Germany's DAX ends 2008 with a loss of 40.4 percent

FRANKFURT (Reuters) - Germany's benchmark stock market index DAX .GDAXI gained 2.2 percent on Tuesday to end 2008 at 4,810.20 points, a 40.4 percent plunge on the year, the index's second-worst annual performance in its 20-year history.

The DAX, which had risen 22 percent in 2007, tumbled along with stock markets around the world as turmoil in the financial sector spread to the real economy, triggering a sharp global downturn and forcing governments to bail out a number of troubled lenders.

The DAX, which includes global bellwethers such as Siemens SIEGn.DE, Bayer BAYG.DE and BMW BMWG.DE, had lost 44 percent in 2002.

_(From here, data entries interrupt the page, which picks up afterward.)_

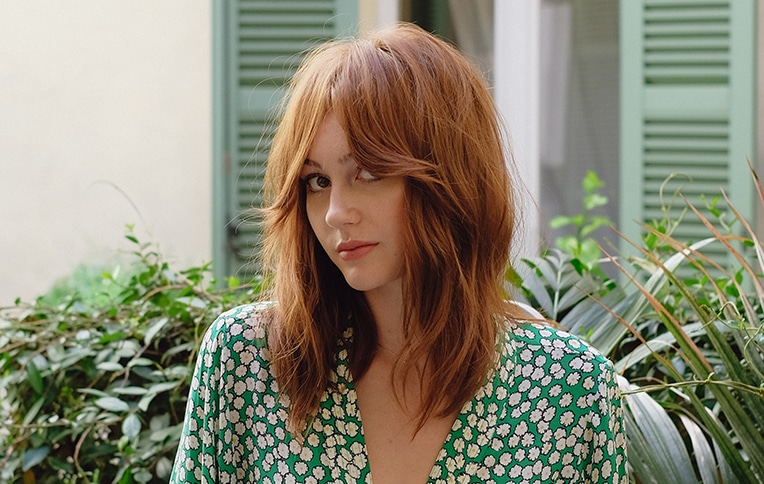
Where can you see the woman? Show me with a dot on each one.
(390, 349)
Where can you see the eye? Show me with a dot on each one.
(316, 182)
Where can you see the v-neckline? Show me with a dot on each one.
(473, 410)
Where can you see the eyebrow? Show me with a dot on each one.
(344, 159)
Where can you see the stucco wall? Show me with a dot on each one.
(104, 121)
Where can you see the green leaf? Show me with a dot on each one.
(155, 327)
(593, 201)
(110, 366)
(112, 404)
(33, 411)
(34, 457)
(591, 182)
(131, 426)
(35, 379)
(131, 390)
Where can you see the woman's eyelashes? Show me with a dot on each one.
(316, 182)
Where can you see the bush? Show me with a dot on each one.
(94, 376)
(687, 334)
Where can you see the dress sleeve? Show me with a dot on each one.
(196, 457)
(607, 455)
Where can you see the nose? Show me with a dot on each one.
(343, 208)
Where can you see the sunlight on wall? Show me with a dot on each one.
(106, 121)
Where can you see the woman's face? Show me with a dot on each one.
(356, 216)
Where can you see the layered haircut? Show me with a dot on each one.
(411, 106)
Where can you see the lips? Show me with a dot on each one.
(354, 250)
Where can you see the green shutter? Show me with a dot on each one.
(257, 46)
(687, 107)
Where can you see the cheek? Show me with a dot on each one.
(316, 216)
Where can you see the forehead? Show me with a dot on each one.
(330, 144)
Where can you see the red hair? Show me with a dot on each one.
(412, 106)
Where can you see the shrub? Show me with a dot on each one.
(94, 376)
(687, 334)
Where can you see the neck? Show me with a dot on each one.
(387, 308)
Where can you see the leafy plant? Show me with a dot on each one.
(687, 334)
(583, 249)
(94, 376)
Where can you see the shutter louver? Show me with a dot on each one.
(687, 110)
(266, 41)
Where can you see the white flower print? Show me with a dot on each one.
(549, 411)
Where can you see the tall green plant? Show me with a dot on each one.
(93, 387)
(686, 332)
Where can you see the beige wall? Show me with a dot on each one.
(100, 98)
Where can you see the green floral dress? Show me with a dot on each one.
(551, 412)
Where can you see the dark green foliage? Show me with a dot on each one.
(94, 375)
(685, 330)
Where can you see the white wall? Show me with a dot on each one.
(97, 98)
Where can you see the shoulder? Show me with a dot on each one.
(248, 324)
(540, 339)
(538, 351)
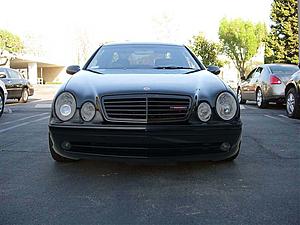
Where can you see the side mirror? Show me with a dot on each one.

Infineon IFXGn.DE was the DAX's biggest loser in 2008, down 88.1 percent, followed by Commerzbank CBKG.DE, down 74.7 percent, and Deutsche Postbank DPBGn.DE, down 74.5 percent.

Bucking the trend, Volkswagen VOWG.DE shot up 60.2 percent, propelled by Porsche's PSHG_p.DE plans to raise its stake in the carmaker, triggering a violent short selling squeeze from investors who had bet on a drop by the stock.

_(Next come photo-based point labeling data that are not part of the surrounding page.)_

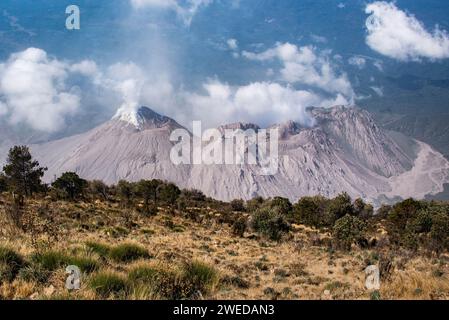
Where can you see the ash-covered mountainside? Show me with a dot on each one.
(344, 151)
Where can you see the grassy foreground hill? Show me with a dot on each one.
(201, 249)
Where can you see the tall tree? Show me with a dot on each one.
(71, 185)
(23, 174)
(3, 183)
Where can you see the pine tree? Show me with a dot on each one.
(23, 174)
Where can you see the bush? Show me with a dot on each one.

Five of the DAX’s 10 worst sessions on record took place in 2008, with the German benchmark index losing more than 7 percent on each of those days. However, the record one-day plunge of 13 percent recorded on Oct 16, 1989, still stands.

The Frankfurt stock exchange closed at 1300 GMT and will remain closed until Friday, January 2.